Joan Sallis answers your questions
There are many governing bodies where the accountability role is weak and the promotional one paramount. I said "promotional" rather than "supportive" because support worth having includes challenge. The truth is that we do perform both functions, but it is important to hang on to the holding-the-school-to-account bit.
The PR role we perform for the school, but the duty to call it to account is to the parents and children and the community it serves. We form part of a strong tradition which embraces boards of companies, juries, the magistracy and trustees, all of which have an ultimate accountability to society.
I doubt whether the accountability role has ever been fully accepted by educational professionals. I think understanding of it has become weaker rather than stronger since the Taylor report i n 1977. Professional protection of territory seems more vigorous, and the slightest departure from the supporters' club role may cause defensive behaviour.
Changes in regulations have gradually become more slanted towards the support role, and high-powered leadership training seems to have made teachers more protective of their special skills rather than more confident in them so that they are comfortable with accountability.

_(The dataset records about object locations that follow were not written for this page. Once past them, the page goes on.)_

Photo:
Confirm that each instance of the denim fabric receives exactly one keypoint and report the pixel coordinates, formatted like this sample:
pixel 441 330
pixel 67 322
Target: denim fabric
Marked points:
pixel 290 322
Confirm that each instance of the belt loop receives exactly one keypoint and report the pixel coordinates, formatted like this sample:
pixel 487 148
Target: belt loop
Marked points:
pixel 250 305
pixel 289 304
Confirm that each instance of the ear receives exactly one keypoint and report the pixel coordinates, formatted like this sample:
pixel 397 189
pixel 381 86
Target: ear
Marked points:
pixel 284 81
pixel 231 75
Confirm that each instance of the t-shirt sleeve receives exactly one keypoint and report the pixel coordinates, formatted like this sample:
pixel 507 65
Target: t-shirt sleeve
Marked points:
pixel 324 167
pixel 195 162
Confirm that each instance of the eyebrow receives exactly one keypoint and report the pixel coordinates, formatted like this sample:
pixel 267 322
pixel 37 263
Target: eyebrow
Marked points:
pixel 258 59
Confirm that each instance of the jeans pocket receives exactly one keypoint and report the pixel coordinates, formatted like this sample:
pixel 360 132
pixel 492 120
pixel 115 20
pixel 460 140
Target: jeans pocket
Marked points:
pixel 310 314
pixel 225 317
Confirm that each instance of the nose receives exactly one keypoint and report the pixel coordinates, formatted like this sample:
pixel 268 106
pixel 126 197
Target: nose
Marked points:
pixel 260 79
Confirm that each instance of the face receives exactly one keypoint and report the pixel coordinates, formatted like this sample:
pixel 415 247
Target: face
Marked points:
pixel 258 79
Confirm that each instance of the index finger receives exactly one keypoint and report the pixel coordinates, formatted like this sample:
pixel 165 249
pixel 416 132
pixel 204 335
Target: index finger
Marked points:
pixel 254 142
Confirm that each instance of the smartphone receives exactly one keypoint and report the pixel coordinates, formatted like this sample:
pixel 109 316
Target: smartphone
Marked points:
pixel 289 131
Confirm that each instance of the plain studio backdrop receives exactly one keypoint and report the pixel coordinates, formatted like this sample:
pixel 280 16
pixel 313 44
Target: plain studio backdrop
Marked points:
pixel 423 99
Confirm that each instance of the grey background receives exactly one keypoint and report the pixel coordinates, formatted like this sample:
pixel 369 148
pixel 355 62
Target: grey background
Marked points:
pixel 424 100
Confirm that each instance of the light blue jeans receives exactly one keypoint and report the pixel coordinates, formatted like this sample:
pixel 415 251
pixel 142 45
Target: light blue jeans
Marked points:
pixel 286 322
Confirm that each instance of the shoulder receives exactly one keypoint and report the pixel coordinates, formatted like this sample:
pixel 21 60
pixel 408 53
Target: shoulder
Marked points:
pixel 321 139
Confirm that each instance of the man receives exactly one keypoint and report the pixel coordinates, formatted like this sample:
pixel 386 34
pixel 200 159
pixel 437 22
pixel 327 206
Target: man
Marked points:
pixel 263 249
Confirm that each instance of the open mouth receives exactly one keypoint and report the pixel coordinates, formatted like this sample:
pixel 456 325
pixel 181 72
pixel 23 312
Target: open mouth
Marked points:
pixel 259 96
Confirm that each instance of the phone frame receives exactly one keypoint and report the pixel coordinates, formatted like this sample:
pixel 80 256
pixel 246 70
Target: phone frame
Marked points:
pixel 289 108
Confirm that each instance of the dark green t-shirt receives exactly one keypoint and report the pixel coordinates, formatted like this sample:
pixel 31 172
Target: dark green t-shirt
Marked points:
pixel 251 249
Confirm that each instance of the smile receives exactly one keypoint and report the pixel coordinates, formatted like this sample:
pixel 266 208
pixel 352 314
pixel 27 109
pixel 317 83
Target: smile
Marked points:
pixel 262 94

The paradox is that the governor training and support services have never been stronger or more effective in promoting accountability among governors themselves, but acceptance of it within the schools may if anything be weaker.
The Government must be held at least partly responsible. The last two Education Acts have brought in many changes which in my view weaken the role of governors.
Fortunately schools are still relatively open and flexible. I rejoice in governing bodies which bang the drum for their schools, help them in practical ways and encourage teachers in all their skills and strengths. Do not soft-pedal support, but stay watchful.